The twelve Suonate da camera a tre op. 1 were printed in Venice in 1705, and are Vivaldi’s earliest surviving works. In accordance with the rules of the trade, Vivaldi presented his “journeyman’s piece” here, declaring his indebtedness to Arcangelo Corelli, whose works he may have come to know through Corelli’s pupil Albinoni, and to the tradition of his predecessors. For Vivaldi was well aware that the layout and design of the movements of his trio sonatas were taken from the chamber music practice customary at the time, even if he does break impetuously with convention now and again. As Corelli had done in his “12 Sonate a Violino e Violone o Cimbalo” of 1700 (his op. 5), Vivaldi likewise brings his op. 1 cycle to a close with a set of variations on the well-known theme La follia, which was much in vogue at the time. Here he had the chance to give his artist’s imagination free rein and to prove that he had a perfect command of the rules of composition. Unlike La follia RV 63, the last of Vivaldi’s op. 1 set, the dates of the five concerti which have survived in manuscript form are not known. And precise dating is made extremely hard by the fact that the composer’s personal style was already fully developed at a very early stage — certainly by the time the op. 2 violin sonatas made their appearance in 1709. Detailed research has yet to be undertaken.

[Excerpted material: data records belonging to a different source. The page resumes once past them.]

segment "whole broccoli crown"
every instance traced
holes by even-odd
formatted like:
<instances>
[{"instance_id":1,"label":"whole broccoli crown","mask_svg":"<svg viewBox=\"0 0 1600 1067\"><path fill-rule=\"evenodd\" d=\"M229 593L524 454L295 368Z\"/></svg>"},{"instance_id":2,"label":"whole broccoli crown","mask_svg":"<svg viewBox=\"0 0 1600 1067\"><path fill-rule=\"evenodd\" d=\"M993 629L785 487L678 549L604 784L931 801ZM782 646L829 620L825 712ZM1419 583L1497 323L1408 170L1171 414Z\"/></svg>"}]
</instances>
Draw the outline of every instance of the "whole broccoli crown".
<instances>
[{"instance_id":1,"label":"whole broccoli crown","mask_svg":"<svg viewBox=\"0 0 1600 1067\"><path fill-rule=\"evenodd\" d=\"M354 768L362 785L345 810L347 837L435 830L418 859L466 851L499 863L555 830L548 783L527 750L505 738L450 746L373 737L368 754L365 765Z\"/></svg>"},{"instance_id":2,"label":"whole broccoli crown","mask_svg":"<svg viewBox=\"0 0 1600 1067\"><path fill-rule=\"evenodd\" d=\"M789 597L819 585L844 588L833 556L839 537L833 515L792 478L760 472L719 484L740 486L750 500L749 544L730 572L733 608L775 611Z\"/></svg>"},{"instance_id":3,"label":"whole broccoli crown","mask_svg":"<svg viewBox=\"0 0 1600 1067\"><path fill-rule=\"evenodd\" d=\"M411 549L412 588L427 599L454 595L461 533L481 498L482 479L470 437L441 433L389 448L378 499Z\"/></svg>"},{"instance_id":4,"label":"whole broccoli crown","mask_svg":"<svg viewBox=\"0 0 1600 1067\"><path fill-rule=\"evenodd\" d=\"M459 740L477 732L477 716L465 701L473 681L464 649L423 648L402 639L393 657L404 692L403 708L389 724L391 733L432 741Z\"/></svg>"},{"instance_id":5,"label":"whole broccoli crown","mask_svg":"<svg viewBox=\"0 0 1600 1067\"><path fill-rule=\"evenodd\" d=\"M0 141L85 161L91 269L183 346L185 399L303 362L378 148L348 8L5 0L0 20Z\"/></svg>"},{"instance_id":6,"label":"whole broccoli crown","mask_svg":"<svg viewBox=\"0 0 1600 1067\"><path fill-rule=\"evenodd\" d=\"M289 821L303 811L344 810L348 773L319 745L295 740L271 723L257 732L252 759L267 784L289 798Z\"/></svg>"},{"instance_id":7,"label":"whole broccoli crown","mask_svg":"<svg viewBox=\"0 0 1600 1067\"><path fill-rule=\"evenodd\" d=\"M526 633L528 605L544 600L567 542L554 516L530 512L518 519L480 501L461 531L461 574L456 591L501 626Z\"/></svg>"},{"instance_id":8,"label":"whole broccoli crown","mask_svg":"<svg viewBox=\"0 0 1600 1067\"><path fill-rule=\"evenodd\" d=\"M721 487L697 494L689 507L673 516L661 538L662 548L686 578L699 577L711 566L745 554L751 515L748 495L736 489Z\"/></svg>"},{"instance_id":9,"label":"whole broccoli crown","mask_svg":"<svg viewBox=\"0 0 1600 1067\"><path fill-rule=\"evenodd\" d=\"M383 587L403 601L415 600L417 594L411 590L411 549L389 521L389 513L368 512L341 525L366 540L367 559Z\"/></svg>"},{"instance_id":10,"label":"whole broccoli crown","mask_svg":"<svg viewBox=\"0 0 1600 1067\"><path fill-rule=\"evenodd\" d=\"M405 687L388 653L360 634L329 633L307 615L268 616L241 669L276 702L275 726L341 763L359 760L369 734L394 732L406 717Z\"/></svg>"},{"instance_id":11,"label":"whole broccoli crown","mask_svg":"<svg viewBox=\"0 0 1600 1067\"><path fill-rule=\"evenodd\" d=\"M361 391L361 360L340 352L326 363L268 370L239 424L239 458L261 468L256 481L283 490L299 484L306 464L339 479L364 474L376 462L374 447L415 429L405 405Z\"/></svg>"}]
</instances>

But these chamber concerti possess the same features that characterize all the composer’s concerti. Thus we find here as elsewhere expansive melodies with large interval jumps and chromatic idioms taken from folk music; we find the rhythmically concise openings where Vivaldi is fond of following two notes in the stressed part of the bar with a single note in the unstressed part; and we encounter the remarkably progressive harmonics, which are achieved by means of a level of dramatic tension that was unusual before Vivaldi. Vivaldi was frequently accused by contemporaries of placing too much emphasis on the melody and neglecting harmony, the “working through” of the parts. But is it really a disadvantage to satisfy the emotions more than the intellect?